Never Done: 100 Years of Women in Politics and Beyond takes the 100th anniversary of the 19th Amendment as the occasion for an exploration of the issues and challenges women in the United States have faced, and continue to face, in politics and society. The exhibition will serve as a campus and community hub for action and activism during the run up to the 2020 United States presidential election and post-election.
Installed in the gallery will be work by 100 women artists. The center of the gallery will hold a framework replica of the Wesleyan Chapel—site of the first suffrage meeting in 1848 in Seneca Falls, New York. The exhibition is intended as a space for debate, discussion, and dialogue: for visitors who gather there; among the artists exhibited; and between the artists and the original suffragists, in a symbolic conversation across time that both critiques and expands on the suffragists’ initial accomplishment.

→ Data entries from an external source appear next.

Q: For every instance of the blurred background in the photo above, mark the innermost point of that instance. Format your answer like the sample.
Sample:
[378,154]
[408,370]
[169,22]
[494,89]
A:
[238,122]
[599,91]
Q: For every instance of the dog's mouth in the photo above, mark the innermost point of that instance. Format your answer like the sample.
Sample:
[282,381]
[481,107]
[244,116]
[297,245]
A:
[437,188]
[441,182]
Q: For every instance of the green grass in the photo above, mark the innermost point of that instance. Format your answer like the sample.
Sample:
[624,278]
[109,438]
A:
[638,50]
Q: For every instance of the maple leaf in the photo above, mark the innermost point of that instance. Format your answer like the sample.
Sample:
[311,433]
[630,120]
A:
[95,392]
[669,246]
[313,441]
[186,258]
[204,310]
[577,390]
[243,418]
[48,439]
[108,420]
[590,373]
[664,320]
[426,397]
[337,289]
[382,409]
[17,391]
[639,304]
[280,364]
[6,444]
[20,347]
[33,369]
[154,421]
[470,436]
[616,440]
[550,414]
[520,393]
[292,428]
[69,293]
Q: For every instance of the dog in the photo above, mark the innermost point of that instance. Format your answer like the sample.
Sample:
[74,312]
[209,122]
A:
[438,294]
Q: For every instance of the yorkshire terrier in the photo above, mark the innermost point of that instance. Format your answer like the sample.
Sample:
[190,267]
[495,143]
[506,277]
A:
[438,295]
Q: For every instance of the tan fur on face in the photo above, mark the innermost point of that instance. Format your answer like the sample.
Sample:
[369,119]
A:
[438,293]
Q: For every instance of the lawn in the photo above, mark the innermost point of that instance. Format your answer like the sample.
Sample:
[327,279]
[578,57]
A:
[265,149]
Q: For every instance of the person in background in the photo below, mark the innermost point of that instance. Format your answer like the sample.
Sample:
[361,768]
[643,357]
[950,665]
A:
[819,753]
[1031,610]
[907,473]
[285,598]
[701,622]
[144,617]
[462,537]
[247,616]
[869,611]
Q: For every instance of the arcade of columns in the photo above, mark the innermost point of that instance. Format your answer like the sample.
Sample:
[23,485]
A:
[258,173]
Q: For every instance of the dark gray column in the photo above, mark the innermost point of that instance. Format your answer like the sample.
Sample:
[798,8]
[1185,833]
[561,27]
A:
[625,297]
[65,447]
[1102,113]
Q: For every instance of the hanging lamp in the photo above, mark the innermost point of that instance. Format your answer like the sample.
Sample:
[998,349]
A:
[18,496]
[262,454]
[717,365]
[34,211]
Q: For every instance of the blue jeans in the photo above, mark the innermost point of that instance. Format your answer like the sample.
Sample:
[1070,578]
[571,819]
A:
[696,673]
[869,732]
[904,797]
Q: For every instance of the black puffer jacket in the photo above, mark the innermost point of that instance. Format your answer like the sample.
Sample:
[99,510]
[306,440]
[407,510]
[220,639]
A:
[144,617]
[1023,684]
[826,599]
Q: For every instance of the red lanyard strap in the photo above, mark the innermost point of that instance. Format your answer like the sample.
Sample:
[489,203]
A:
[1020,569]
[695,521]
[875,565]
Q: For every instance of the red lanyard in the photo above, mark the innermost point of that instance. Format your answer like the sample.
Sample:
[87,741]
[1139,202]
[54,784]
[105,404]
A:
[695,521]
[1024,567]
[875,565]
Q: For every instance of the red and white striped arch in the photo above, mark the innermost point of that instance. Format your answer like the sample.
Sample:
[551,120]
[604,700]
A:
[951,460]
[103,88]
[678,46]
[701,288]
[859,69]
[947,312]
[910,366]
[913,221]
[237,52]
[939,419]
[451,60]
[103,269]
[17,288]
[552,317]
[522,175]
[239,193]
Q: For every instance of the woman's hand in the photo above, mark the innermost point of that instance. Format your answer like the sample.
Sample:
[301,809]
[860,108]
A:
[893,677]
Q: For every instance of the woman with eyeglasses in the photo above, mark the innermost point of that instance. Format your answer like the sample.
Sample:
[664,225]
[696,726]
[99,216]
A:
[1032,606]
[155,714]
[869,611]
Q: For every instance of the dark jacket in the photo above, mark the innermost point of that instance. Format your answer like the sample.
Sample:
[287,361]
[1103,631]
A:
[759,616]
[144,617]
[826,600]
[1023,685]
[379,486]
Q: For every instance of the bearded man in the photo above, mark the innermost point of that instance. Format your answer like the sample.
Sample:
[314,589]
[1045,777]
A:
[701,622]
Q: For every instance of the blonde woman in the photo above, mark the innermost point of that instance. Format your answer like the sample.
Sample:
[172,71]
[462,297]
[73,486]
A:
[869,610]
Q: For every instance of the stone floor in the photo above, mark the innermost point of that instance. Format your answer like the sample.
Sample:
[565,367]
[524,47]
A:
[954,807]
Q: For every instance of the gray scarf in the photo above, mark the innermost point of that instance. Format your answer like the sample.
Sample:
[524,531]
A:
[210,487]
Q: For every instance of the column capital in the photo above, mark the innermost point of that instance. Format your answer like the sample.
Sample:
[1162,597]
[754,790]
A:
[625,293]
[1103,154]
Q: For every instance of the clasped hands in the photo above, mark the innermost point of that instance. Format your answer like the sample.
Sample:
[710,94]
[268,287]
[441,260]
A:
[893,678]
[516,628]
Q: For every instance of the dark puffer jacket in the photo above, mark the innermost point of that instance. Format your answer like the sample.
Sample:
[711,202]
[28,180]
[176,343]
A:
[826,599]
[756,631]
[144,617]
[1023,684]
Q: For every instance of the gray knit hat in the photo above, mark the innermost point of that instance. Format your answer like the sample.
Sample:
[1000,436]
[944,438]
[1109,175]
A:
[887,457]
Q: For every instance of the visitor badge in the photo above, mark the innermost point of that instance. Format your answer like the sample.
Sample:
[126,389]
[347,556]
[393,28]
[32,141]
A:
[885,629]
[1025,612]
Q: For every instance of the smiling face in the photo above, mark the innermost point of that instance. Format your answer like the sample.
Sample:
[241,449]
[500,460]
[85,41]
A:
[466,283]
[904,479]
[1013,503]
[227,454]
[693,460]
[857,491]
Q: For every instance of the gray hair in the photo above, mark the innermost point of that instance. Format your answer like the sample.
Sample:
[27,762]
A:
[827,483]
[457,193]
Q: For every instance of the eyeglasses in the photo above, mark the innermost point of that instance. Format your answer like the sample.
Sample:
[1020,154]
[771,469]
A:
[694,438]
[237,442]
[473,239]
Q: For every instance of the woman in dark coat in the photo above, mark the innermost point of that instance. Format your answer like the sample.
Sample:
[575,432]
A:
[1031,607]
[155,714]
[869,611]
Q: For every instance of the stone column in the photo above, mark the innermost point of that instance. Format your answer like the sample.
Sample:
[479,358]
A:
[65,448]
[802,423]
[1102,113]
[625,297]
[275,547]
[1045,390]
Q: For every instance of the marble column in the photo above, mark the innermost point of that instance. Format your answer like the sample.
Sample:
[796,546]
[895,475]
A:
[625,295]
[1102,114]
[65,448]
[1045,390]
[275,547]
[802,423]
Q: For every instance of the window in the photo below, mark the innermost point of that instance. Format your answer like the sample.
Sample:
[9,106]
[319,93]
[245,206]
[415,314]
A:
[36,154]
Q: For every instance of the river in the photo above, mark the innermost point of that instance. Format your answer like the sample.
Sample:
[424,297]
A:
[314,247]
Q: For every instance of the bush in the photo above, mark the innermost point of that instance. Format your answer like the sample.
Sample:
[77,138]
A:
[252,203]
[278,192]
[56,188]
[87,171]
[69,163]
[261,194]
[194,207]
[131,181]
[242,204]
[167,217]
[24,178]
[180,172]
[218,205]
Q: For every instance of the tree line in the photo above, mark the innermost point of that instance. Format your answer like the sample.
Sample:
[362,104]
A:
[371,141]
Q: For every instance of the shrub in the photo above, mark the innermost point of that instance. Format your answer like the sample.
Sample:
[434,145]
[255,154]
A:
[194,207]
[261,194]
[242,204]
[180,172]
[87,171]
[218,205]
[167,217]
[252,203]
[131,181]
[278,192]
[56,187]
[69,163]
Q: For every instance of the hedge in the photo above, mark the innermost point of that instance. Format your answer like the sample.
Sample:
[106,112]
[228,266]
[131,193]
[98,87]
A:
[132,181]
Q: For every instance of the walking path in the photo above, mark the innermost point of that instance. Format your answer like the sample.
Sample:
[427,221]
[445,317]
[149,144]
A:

Never Done and its related programming will look at institutional structures that create power hierarchies impacting women across all aspects of society, including media bias, access to funds, and backlash against women seeking power. The exhibition will also consider the role of race and economics in shaping women’s participation in politics—for example, the relative disenfranchisement of women of color and low-income women far beyond the 19th Amendment.
A concurrent exhibition in the Winter Gallery will explore the history of Skidmore women in politics from 1920 to the present, drawing on materials from the Scribner Library Archives and Special Collections.